It appears that it chokes on atom feeds.
Plugin Author
Allen
(@amweiss98)
what is the rss feed’s url where you think this is choking?
Plugin Author
Allen
(@amweiss98)
well, here is that feed running successfully on my public site (this is using the feed to post)
http://www.wprssimporter.com/
and here it is using the shortcode
http://www.wprssimporter.com/mypage/
Its random. Sometimes it works, sometimes it doesn’t.
It appears to be related to character encoding from what I can research so far.
I found a workaround:
ALTER TABLE wp_posts DEFAULT CHARACTER SET utf8 COLLATE utf8_general_ci;
One could say its a wordpress problem due to inadequate installation requirements or the plugin is not handling character sets properly.

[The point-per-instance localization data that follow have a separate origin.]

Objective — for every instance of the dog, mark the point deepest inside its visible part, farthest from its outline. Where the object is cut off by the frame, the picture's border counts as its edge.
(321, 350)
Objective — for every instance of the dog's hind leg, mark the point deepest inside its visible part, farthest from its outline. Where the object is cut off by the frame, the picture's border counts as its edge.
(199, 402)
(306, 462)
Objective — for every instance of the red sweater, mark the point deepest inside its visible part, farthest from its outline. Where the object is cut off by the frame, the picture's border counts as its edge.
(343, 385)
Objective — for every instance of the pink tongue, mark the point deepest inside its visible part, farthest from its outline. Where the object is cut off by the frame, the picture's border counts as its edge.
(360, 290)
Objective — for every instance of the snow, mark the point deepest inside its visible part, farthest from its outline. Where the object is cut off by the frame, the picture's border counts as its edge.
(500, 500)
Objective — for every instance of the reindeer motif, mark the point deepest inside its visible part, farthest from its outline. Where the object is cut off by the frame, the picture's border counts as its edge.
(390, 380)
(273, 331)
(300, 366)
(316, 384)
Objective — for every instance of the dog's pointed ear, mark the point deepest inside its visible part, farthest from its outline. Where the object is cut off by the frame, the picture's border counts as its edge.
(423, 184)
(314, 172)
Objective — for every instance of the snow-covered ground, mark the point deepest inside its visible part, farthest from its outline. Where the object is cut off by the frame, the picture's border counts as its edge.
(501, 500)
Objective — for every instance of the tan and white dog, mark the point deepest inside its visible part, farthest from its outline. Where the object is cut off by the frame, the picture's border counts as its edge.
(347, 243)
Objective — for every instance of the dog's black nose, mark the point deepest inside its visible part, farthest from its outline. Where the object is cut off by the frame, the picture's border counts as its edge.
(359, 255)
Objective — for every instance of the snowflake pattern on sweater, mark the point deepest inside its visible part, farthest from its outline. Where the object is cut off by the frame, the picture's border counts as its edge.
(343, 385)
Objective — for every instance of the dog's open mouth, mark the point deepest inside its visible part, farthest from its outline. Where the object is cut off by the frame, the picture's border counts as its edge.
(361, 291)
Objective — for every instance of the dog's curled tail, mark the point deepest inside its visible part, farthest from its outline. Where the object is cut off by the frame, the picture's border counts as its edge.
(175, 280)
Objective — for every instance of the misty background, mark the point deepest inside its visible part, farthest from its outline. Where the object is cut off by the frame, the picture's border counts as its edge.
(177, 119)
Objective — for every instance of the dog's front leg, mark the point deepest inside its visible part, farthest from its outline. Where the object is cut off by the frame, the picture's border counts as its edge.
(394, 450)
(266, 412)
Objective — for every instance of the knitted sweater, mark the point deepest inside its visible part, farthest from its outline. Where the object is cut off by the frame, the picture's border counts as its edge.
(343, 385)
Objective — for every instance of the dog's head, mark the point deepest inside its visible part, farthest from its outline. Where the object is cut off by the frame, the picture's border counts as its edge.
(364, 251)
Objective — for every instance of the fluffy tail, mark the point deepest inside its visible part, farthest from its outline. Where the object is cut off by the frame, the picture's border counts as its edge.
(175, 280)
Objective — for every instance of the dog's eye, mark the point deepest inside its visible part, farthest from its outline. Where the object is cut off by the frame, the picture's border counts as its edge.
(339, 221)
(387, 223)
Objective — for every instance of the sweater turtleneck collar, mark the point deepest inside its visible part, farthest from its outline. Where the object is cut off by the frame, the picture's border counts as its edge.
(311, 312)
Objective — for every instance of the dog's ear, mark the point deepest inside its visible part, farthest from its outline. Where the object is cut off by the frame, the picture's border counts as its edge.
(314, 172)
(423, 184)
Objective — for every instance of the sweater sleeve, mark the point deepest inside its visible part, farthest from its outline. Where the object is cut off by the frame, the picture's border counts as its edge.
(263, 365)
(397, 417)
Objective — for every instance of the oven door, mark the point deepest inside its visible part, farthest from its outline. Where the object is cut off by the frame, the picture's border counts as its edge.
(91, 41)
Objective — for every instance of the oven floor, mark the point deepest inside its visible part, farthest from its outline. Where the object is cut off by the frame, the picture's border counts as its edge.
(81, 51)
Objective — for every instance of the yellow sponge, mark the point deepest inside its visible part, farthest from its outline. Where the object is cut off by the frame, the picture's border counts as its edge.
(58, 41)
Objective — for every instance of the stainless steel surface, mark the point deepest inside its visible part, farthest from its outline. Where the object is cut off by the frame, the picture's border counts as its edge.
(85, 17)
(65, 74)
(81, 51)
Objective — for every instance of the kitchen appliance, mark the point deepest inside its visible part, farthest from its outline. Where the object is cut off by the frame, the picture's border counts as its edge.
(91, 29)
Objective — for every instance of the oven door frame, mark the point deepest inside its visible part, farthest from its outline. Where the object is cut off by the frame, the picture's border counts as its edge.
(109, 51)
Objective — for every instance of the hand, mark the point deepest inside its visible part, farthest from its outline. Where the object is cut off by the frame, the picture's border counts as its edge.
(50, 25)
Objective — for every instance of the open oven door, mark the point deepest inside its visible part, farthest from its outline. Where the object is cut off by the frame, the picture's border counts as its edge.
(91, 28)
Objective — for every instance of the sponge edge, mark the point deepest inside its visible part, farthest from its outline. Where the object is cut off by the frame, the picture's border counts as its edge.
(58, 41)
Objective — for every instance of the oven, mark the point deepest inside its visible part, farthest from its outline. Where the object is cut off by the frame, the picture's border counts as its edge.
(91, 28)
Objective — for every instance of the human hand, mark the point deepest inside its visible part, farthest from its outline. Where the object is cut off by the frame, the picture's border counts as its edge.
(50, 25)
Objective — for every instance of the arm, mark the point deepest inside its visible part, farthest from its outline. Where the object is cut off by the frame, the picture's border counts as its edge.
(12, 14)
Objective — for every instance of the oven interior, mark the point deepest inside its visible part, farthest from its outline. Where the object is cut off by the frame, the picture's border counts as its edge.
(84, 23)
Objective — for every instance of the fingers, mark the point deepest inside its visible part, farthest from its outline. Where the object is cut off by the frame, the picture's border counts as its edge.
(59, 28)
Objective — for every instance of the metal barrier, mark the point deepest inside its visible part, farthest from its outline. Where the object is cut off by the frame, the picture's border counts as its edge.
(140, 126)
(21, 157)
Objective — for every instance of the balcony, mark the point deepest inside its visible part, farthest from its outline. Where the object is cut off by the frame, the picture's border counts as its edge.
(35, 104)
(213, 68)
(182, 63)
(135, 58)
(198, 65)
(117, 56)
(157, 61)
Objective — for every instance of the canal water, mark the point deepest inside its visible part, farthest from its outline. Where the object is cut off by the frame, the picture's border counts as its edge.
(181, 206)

Hmmm…that seemed to fix some of the errors. Do you check for dupes before posting?
Plugin Author
Allen
(@amweiss98)
if you’re using the feed to post, it checks for dupes using the permalink and title – if either of them are already in the database, it doesn’t enter the item again (some people make the mistake of putting an item into trash and thinking the item is gone, but wordpress keeps the item in the database until it is permanently deleted.
Okay. I think I found a feed that it breaks on consistently.
http://betterbarbecueblog.com/feed/
On that feed your escaping the ® html entity with \\xAE which causes the “WordPress database error Incorrect string value:”
Plugin Author
Allen
(@amweiss98)
as you said, I’m not a programmer, so since I’m not having any problem with that feed on my end..where precisely do you see this feed breaking….is there a specific feed item?
Actually, use this file which will solve the problem.
https://dl.dropboxusercontent.com/u/3132388/pluginfiles/excerpt_functions.php
It causes mysql to reject post. You are having problems; it just depends what characters are in the feed. It still posts the the items that don’t fail. A log file should be implemented since this plugin works on a lot of different feeds. If one looks in their php error_log you will see the errors.
Here is a snippet from that same file:
function CleanHTML($content,$thisLink){
$content=str_replace(" »", "", $content);
There are already hacks in place to strip out characters. You would need these for every extened ASCII character for the rss import to posts to operate flawlessly. However, this turns the function into a “lossy” method; one loses information. Anyway, the loss probably would be acceptable if the post was actually transacted. In this particular case you lose all of the information because its never posted.
I’ve moved on to different plugin and will not be spending anymore time on this. Thanks for your time.
This is a three part error problem.
1. utf8mb4 characters are attempting to be inserted into mysql which mysql rejects because the column does not support the character set.
2. Although not the exact cause of the problem; the my.cnf should have the proper character sets stated explicitly in the config file regardless of how you created the database.
3. One must get rid of or translate the 4 byte utf8 characters. This code problem should be addressed in the core of wordpress.
Here is a link to some code that appears to have solved the problem.
http://www.avidheap.org/2013/a-quick-way-to-normalize-a-utf8-string-when-your-mysql-database-is-not-utf8mb4
Plugin Author
Allen
(@amweiss98)
you can do into excerpt_functions.php (line 247) and you’ll see different options to decode the html. Try using this one:
$content=html_entity_decode(pre_esc_html($content), ENT_QUOTES,'UTF-8');